Not all diamonds are equal and only 20 percent of those mined will ever qualify to be of gem quality. That means eight out of every ten diamonds discovered won’t make the cut and are used in industrial tools such as drill bits, saw blades and grinding wheels. The remaining two are of gem quality and their rarity can vary quite significantly. This can include a $299 tennis bracelet, $7,500 engagement ring or that $20,000 pair of diamond stud earrings you’ve been dreaming about. So let’s discuss the degree of rarity and how it applies to diamonds.
The rarity and worth of a diamond is determined by four factors: cut, color, clarity and carat weight. Keep in mind that it is the specific combination of the four factors (of which there are thousands upon thousands of possibilities) that will determine the rarity of the diamond and hence its value in the current market place. All things being equal, the quality of a diamond’s cut will vary its value by as much as 60%. This means that you could essentially have two diamonds that have the same style of cut, color, clarity and carat weight, yet the one possessing an excellent cut is worth 60 percent more than the other. When you think of cut, think of performance. This is the diamond’s ability to return light and deliver that sparkle, fire and brilliance. It’s like choosing between two sports cars; one is a Mazda Miata and the other a Ferrari. Both are fun to drive and will get you from point A to point B. However, there’s clearly a difference in their look, feel, and overall performance… not to mention the price tag!
Diamonds come in all colors of the rainbow. The rarest of all is the Fancy Red with less than 20 of them having been discovered worldwide. Most of us are seeking to possess diamonds that have little or no color at all. As a general rule, the “whiter” the diamond, the fewer impurities it has and the more valuable it is. These chemical impurities are what give a diamond its color with brown and yellow tints being the most common. Colorless diamonds when compared to near colorless are very difficult to distinguish from one another once placed in a setting. For that reason alone, there is a stronger demand for near colorless diamonds which mostly face-up white and would require less of an investment.
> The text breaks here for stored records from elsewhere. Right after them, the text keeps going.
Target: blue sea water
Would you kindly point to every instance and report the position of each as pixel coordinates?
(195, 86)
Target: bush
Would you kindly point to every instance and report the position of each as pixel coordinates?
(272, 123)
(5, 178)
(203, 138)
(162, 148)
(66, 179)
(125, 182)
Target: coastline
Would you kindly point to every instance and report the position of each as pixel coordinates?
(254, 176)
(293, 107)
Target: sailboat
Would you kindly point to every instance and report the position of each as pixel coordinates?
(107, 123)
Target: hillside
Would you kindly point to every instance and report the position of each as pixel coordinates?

Diamonds possessing visible tones of brown or yellow are more common and typically set in either yellow or rose gold. While those in the colorless to near colorless range are placed in white gold or platinum. Do you know what color your diamonds are?
Clarity is the absence of any inclusions within the diamond or blemishes on the exterior. Flawless diamonds have neither and are incredibly rare. Inclusions are like thumbprints; most all diamonds have them and they’re used to identify the gem. In fact, inclusions are one of the factors that allow gemologists to easily determine fake diamonds, such as the cubic zirconia, from the real ones. The visual location, size and quantity of the inclusion(s) will determine its clarity grade. The fewer and less noticeable the inclusions, the rarer the diamond on the clarity grading scale. Most of us want a diamond that faces up “eye-clean,” in other words we don’t see any inclusions with our the naked eye. The more readily apparent the inclusions are, the more common and less valuable the diamond.
Carat is not the size of the diamond but rather its metric weight. How that weight is distributed, is entirely dependent upon the quality of the cut and how the diamond will perform. So, not all one carat round cut diamonds are created equally. You can have short ones, tall ones, and perfect ones. It’s the difference between say Danny Devito, Howard Stern and Brad Pitt. All could weigh 185 pounds and yet most would agree that the distribution of that weight looks best on Mr. Pitt. A diamond is no different: the more precise the weight is distributed the more brilliant the diamond. Beauty is in the eyes of the beholder and that certainly rings true when selecting the perfect diamond.